Iglesias [Iglesias et al., 1998] melakukan pendekatan yang hampir sama dengan apa yang dilakukan oleh Glaser, yaitu mengembangkan ekstensi dari CommonKADS untuk MAS, yang dia berinama MAS-CommonKADS. Permodelan untuk software agent yang dia kembangkan memasukan hal dibawah:
1.        Agent Model
2.        Task Model
3.        Expertise Model
4.        Coordination Model
5.        Organisation Model
6.        Communication Model
7.        Design Model

Metodologi MAS-CommonKADS dari Iglesias ini sudah diaplikasikan dengan berhasil untuk mengembangkan proyek PROTEGER (MAS for Network and System Management) dan juga untuk pengembangan hybrid system dengan MAS (proyek ESPRIT-9119 MIX).

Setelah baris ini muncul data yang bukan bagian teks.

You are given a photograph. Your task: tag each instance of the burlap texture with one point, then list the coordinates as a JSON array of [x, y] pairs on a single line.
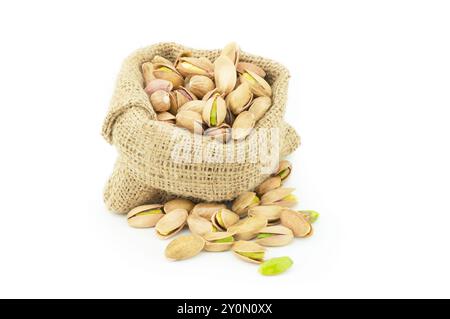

2.2.      Bahasa Pemrograman

Pada bagian ini akan dibahas tentang bahasa pemrograman yang banyak dipakai untuk tahap implementasi dari software agent. Bagaimanapun juga setiap bahasa pemrograman memiliki karakteristik sendiri sesuai dengan paradigma pemrograman yang dia anut. Sehingga pemakaian bahasa permrograman yang kita pakai akan menentukan keberhasilan dalam implementasi agent sesuai yang kita harapkan.

Beberapa peneliti memberikan petunjuk tentang bagaimana karakteristik bahasa pemrorgaman yang sebaiknya kita pakai [Knabe, 1995] [Brenner et al., 1998]. Petunjuk-petunjuk tersebut adalah:

1.      Object-Orientedness: Karena agent adalah berhubungan dengan obyek, bahkan beberapa peneliti menganggap agent adalah obyek yang aktif, maka bagaimanapun juga agent harus diimplementasikan kedalam pemrorgaman yang berorientasi obyek (object-oriented programming language).
2.      Platform Independence: Seperti sudah dibahas pada bagian sebelumnya, bahwa agent hidup dan berjalan diatas berbagai lingkungan. Sehingga idealnya bahasa pemrograman yang dipakai untuk implementasi adalah yang terlepas dari platform, atau dengan kata lain program tersebut harus bisa dijalankan di platform apapun (platform independence).
3.      Communication Capability: Pada saat berinteraksi dengan agent lain dalam suatu lingkungan jaringan (network environment), tentu saja diperlukan kemampuan untuk melakukan komunikasi secara fisik. Sangat lebih baik seandaianya bahasa pemrograman mensupport pemrograman untuk network dan komunikasinya.
4.      Security: Faktor keamanan (security) juga hal yang harus diperhatikan dalam memilih bahasa pemrorgaman untuk implementasi software agent. Terutama untuk mobil agent, diperlukan bahasa pemrograman yang mensupport level-level keamanan yang bisa membuat agent bergerak dengan aman.
5.      Code Manipulation: Beberapa aplikasi software agent memerlukan manipulasi kode program secara runtime. Bahasa pemrograman untuk software agent sebaiknya juga harus bisa memberikan support terhadap masalah ini.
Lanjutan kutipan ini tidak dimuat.